Baissons la tête d’avance. De pareilles restaurations équivalent à des démolitions.

Le badigeonnage, lui, se contente d’être stupide. Il n’est pas dévastateur. Il salit, il englue, il souille, il enfarine, il tatoue, il ridiculise, il enlaidit ; il ne détruit pas. Il accommode la pensée de César Césariano ou de Herwin de Steinbach comme la face de Gauthier Garguille ; il lui met un masque de plâtre. Rien de plus. Débarbouillez cette pauvre façade empâtée de blanc, de jaune, ou de rose, ou de gris, vous retrouvez vivant et pur le vénérable visage de l’église.

S’asseoir au haut du Klopp, vers l’heure où le soleil décline, et de là regarder la ville à ses pieds et autour de soi l’immense horizon ; voir les monts se rembrunir, les toits fumer, les ombres s’allonger et les vers de Virgile vivre dans le paysage ; aspirer dans un même souffle le vent des arbres, l’haleine du fleuve, la brise des montagnes et la respiration de la ville, quand l’air est tiède, quand la saison est douce, quand le jour est beau, c’est une sensation intime, exquise, inexprimable, pleine de petites jouissances secrètes voilées par la grandeur du spectacle et la profondeur de la contemplation.
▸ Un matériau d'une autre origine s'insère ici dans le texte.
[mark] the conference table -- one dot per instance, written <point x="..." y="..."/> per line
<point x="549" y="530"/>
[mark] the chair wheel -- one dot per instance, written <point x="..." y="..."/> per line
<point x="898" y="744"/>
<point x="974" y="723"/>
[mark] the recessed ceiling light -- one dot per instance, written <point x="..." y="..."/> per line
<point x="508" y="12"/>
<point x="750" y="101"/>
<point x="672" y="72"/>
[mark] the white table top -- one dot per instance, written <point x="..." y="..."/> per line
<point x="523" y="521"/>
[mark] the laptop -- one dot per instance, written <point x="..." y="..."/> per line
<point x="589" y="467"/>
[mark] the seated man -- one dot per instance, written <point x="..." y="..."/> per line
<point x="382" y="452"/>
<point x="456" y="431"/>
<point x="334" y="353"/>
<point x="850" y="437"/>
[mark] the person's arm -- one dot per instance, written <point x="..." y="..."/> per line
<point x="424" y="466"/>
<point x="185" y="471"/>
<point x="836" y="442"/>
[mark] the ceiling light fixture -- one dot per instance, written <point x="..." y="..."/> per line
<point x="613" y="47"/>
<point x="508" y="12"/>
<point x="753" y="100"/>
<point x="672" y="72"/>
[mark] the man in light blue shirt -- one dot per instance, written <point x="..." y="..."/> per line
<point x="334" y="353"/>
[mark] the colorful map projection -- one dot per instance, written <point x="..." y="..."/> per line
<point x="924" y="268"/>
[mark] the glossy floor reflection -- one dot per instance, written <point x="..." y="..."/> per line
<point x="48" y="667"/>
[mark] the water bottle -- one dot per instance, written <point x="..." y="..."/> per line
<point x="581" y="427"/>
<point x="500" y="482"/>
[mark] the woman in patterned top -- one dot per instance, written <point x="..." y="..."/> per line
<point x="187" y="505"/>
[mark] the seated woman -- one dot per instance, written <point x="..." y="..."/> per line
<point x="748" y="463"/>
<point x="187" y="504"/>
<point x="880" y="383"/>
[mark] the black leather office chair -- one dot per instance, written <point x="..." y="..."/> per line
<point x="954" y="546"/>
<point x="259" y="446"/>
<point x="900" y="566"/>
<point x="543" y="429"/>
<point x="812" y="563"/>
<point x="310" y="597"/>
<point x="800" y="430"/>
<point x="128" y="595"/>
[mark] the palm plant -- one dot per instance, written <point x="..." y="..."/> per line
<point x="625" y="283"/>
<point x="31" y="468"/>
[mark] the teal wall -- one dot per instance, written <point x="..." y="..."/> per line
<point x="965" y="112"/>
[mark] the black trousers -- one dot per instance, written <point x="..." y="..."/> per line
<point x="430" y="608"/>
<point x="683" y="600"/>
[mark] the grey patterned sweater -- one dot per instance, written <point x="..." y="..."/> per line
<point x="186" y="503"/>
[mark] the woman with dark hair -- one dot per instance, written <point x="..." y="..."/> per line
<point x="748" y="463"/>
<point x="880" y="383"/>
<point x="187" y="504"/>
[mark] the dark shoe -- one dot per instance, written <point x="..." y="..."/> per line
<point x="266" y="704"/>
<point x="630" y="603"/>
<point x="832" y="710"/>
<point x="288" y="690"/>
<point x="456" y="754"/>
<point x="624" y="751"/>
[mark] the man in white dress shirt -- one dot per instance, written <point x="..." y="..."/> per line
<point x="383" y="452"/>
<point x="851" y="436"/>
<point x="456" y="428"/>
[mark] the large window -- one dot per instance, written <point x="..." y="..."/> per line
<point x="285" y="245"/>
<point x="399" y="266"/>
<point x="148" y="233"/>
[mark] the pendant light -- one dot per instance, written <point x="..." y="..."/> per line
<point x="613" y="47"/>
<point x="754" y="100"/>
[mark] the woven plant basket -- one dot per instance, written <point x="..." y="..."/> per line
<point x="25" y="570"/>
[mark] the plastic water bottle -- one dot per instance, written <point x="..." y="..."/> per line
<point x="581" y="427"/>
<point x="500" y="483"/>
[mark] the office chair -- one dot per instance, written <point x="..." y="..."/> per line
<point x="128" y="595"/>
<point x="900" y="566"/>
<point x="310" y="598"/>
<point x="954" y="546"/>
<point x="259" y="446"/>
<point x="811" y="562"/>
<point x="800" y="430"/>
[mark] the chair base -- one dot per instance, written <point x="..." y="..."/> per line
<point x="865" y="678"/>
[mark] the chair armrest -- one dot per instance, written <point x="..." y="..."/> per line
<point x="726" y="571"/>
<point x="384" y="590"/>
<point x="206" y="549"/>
Aux fenêtres des mansardes, des jeunes filles chantent, les yeux baissés sur leur ouvrage ; les oiseaux babillent gaîment dans les lierres de la ruine, les rues fourmillent de peuple, et ce peuple fait un bruit de travail et de bonheur ; des barques se croisent sur le Rhin, on entend les rames couper la vague, on voit frissonner les voiles ; les colombes volent autour de l’église ; le fleuve miroite, le ciel pâlit ; un rayon de soleil horizontal empourpre au loin la poussière sur la route ducale de Rudesheim à Biberich et fait étinceler de rapides calèches qui semblent fuir dans un nuage d’or portées par quatre étoiles. Les laveuses du Rhin étendent leur toile sur les buissons, les laveuses de la Nahe battent leur linge, vont et viennent, jambes nues et les pieds mouillés, sur des radeaux formés de troncs de sapins amarrés au bord de l’eau, et rient de quelque touriste qui dessine l’Ehrenfels. La Tour des Rats, présente et debout au milieu de cette joie, fume dans l’ombre des montagnes.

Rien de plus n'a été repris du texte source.